Agustin Pichot (49 ans), ancien demi de mêlée de l’Argentine et ancien vice-président de World Rugby pendant quatre ans, dénonce l’entre-soi et l’immobilisme des grandes nations du rugby, contribuant, selon lui, à ralentir son expansion vers un sport plus global.
Un vent de contestation dans un climat de satisfaction générale. Dans une interview au Daily Mail, Agustin Pichot (49 ans), ancien demi de mêlée de l’Argentine et vice-président de World Rugby (2016-2020), accuse les décideurs du rugby d’empêcher le sport de devenir plus global et ouvert aux nations émergentes.
Il s’inquiète ainsi du projet en phase de finalisation de la Ligue des nations concernant les 12 meilleures nations du monde.

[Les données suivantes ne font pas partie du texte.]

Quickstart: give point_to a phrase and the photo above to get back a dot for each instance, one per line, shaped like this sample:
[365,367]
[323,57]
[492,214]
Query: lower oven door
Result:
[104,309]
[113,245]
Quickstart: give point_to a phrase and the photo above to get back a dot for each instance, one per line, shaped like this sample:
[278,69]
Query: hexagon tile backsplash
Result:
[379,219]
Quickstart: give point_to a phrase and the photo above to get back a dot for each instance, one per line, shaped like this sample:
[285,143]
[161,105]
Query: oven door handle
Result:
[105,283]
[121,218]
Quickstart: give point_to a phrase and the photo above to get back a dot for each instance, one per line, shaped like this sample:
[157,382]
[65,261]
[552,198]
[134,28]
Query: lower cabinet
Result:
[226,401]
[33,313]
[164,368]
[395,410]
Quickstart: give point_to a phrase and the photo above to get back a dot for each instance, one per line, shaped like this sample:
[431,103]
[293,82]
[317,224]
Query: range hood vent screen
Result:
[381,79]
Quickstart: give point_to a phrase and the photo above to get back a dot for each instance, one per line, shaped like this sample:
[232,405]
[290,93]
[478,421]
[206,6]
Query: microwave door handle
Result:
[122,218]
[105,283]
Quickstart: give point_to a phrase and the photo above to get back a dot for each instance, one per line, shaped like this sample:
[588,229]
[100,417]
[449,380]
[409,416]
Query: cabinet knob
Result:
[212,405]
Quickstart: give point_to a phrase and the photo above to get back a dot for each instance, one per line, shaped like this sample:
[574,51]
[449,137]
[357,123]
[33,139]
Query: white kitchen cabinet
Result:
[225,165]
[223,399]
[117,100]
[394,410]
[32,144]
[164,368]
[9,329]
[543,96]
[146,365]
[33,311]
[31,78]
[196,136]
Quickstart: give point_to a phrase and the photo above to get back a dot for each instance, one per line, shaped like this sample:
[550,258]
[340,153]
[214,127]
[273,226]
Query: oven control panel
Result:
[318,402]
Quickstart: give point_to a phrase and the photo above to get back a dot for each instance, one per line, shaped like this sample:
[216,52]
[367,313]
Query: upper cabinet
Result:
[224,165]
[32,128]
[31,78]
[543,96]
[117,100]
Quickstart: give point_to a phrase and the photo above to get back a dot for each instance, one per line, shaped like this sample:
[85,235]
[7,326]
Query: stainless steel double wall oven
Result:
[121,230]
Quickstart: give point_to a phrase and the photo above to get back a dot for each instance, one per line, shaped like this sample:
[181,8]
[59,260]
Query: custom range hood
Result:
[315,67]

L’ancien n°9 du Stade Français, considéré comme la personne la plus influente du rugby en 2016 et 2018, estime que le vent de fraicheur apporté par le Portugal, le Chili ou le Fidji lors de la Coupe du monde de rugby 2023 n’est qu’un mirage.
“Ils tentent de conserver leur club de vieux garçons”
“Ce n’est pas un jeu mondial”, a-t-il déclaré. “Nous pouvons dire: ‘oh, le Portugal a battu les Fidji’, mais je crois fermement que le rugby est à un point critique. De nombreuses fédérations tentent de conserver leur club de vieux garçons. (…) Appelez-moi en juin 2026 et posez-moi des questions sur le Portugal. Ce sera une histoire de déjà-vu. Vous avez le tournoi des VI Nations dans un coin et le Rugby Championship dans un autre.
C’est l’auto-préservation, la survie. Le système est conçu pour protéger le noyau. Ils doivent comprendre que plus grand c’est, mieux c’est, mais ils ne prendront pas ce risque. Ils courent déjà un risque, ils sont dans le rouge.”
Il dénonce le manque d’opportunités pour les nations émergentes d’affronter des équipes de premier rang en dehors du Mondial.
“Quel est l’intérêt que l’Uruguay arrive dans quatre ans si elle ne joue pas un match pertinent pendant cette période?“, interroge-t-il “Au cours de la première semaine de 2027, ils vont être écrasés. Ensuite, ils feront un bon match et tout le monde dira que c’est formidable de voir les couleurs et la passion de l’Uruguay. C’est pareil tous les quatre ans.”
Pichot loue le travail d’ouverture (intégration de l’Argentine au Rugby Championship et du rugby à 7 aux JO) du Français Bernard Lapasset, ancien patron de World Rugby (2008-2016) décédé en mai dernier. Mais critique celle de Bill Beaumont, actuellement en poste et contre lequel il avait perdu l’élection en 2020. Il fustige aussi les dirigeants des grandes nations, partisanes du statu quo dans leurs compétitions (VI Nations, Rugby Championship) en évacuant, par exemple, l’idée de relégations et de promotions. Il tire surtout la sonnette d’alarme sur les graves difficultés financières de nombreuses fédérations.
“Tout le monde est en mode survie”
“Je suis un homme d’affaires et je sais que les bénéfices et pertes sont importants pour pérenniser l’entreprise”, lance-t-il. “Le rugby est dans le rouge. Regardez le pays de Galles, la Premiership. Regardez n’importe où. Le problème est que les coûts augmentent, mais il n’y a pas de meilleurs revenus ni de meilleurs produits à présenter. J’ai entendu l’autre jour que l’Angleterre avait un déficit de 20 millions de livres sterling… l’Angleterre! Afrique du Sud, rouge. Pays de Galles, rouge. Australie, rouge. La Premiership, rouge. Tout le monde est en mode survie. L’Afrique du Sud n’a pas d’argent. C’est alarmant. Le rugby doit réduire ses coûts pour devenir durable. C’est un sport qui vieillit, il n’est ni attractif, ni innovant. Regardez la foule. Qu’est-ce qu’on donne aux enfants? Comment ça se passe avec Twitch? Tik Tok?”
“Ce sont les dirigeants qui mènent le jeu“, conclut-il. “Les bénéfices et pertes ne fonctionnent pas mais ils continuent, avec un comité exécutif qui ne sert à rien. Nous devons aider les patrons sur la manière de gérer l’argent. Dans le cas contraire, ils se verseront des primes et auront un train de vie formidable alors que certains clubs de rugby sont pauvres. C’est simple. Ça ne marche pas.”